We
might have taken a long walk together. Don't you love long walks?"
"Oh, yes; but there is no time for anything of that sort here--
nor----" Priscilla hesitated. "I don't think there's space for a very
long walk here," she added. The color rushed into her cheeks as she
spoke and her eyes looked wistful.
Maggie laughed.
"What are your ideas in regard to space, Miss Peel? The whole of
Kingsdeneshire lies before us. We are untrammeled and can go where we
please. Is not that a sufficiently broad area for our roamings?"

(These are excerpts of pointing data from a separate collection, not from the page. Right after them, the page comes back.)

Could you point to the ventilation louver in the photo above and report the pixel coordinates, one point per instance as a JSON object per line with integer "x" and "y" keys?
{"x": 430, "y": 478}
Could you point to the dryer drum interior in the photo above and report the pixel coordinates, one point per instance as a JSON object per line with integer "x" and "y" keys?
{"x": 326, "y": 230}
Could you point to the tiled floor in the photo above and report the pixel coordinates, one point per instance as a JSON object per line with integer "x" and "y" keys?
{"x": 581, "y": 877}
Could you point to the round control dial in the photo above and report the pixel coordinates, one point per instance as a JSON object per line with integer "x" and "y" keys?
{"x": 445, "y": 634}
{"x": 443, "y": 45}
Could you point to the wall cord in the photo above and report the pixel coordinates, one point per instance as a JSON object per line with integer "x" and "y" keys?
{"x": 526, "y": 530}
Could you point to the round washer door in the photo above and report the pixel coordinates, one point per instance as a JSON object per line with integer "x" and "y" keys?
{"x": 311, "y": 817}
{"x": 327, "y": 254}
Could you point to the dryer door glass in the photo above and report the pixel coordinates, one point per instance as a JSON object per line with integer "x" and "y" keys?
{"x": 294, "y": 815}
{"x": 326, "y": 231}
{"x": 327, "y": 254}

"But there is no sea," said Priscilla. "We should never have time to
walk from here to the sea, and nothing-- nothing else seems worth
while."
"Oh, you have lived by the sea?"
"Yes, all my life. When I was a little girl, my home was near Whitby,
in Yorkshire, and lately I have lived close to Lyme-- two extreme
points of England, you will say; but no matter, the sea is the same.
To walk for miles on the top of the cliffs, that means exercise."
"Ah," said Maggie with a sigh, "I understand you-- I know what you
mean."
She spoke quickly, as she always did under the least touch of
excitement. "Such a walk means more than exercise; it means thought,
aspiration. Your brain seems to expand then and ideas come.